Implications for AI and Edge Computing
The emergence of new platforms directly benefits high-demand applications like AI and edge computing. These workloads require real-time response, high data throughput, and low energy consumption within constrained environments.
Photonics supports fast, low-latency communication across chiplets or devices. MEMS enables context awareness and adaptive behavior. Novel materials enhance energy efficiency and temperature tolerance. Together, they deliver the kind of system-level performance that Moore’s Law always promises, even if it no longer arrives through simple miniaturization.
Education and Infrastructure Must Follow
With more platforms in play, engineers must be trained in broader skill sets. Universities are beginning to offer interdisciplinary programs that include optics, materials science, mechanical systems, and integration.
Fabrication infrastructure must also be adapted. Foundries and packaging facilities are investing in process capabilities for GaN, SiC, photonics, and MEMS. Standardization efforts aim to make heterogeneous integration more scalable and predictable.

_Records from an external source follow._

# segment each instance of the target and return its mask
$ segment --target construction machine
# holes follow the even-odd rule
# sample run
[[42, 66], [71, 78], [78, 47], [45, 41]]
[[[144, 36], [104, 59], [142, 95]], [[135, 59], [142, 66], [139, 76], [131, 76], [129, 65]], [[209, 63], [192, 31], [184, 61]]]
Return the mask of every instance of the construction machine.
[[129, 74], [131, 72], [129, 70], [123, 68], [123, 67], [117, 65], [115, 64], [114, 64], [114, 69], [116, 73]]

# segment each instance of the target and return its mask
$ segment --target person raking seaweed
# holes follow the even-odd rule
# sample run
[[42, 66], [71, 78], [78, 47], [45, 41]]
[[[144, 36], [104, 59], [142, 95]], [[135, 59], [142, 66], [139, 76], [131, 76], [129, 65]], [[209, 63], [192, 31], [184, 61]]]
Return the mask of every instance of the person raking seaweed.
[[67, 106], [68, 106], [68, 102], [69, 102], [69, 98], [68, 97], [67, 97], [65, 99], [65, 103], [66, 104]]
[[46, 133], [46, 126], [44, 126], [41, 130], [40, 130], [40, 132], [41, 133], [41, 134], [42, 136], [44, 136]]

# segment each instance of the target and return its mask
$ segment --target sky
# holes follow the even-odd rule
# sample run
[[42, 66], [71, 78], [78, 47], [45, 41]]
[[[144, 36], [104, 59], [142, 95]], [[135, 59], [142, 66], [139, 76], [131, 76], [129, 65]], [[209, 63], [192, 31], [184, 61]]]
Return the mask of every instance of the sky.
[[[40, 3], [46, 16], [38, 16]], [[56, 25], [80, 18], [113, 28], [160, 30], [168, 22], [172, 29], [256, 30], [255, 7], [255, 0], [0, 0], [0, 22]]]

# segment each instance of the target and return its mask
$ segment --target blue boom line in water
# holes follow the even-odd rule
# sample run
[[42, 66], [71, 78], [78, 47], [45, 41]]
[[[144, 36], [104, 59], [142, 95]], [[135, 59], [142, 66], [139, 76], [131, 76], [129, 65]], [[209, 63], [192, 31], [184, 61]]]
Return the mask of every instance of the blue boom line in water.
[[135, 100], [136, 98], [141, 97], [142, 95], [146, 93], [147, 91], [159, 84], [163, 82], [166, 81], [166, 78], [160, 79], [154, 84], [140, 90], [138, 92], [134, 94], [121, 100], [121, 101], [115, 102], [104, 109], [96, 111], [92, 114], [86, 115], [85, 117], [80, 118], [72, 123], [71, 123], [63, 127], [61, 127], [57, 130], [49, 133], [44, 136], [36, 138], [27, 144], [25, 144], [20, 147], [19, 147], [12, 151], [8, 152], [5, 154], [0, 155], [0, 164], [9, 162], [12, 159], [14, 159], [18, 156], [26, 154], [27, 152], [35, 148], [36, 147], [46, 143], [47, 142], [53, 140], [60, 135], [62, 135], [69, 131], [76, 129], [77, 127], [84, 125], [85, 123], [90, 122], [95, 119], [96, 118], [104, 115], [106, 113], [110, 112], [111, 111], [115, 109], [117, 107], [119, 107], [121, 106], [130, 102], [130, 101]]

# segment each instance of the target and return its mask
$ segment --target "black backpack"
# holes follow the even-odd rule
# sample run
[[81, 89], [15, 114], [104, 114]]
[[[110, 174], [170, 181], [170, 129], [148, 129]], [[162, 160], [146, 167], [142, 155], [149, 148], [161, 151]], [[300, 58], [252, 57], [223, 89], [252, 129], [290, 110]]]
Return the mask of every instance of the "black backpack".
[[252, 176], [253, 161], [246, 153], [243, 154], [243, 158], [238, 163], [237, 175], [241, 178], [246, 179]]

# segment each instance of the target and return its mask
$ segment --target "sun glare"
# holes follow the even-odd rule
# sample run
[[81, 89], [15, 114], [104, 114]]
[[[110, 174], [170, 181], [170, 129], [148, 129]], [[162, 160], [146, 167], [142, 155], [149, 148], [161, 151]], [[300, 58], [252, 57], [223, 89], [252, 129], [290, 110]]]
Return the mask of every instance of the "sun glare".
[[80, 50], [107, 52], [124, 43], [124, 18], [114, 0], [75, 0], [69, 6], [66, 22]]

The industry’s ability to scale now depends on its ability to teach and build diversity.
A Torch Passed, Not Dropped
The legacy of Moore’s Law is not confined to silicon. It reflects a mindset that performance must keep advancing, even as the tools and materials evolve. That momentum now comes from a combination of platforms, each contributing to the broader system.
Photonics improves speed, MEMS enables sensing and interaction, and new materials open paths to greater efficiency and adaptability. These technologies are shaping a post-silicon era that stays true to Moore’s original intent by pushing meaningful progress where it matters most.
The torch is still burning. It now illuminates a wider path forward.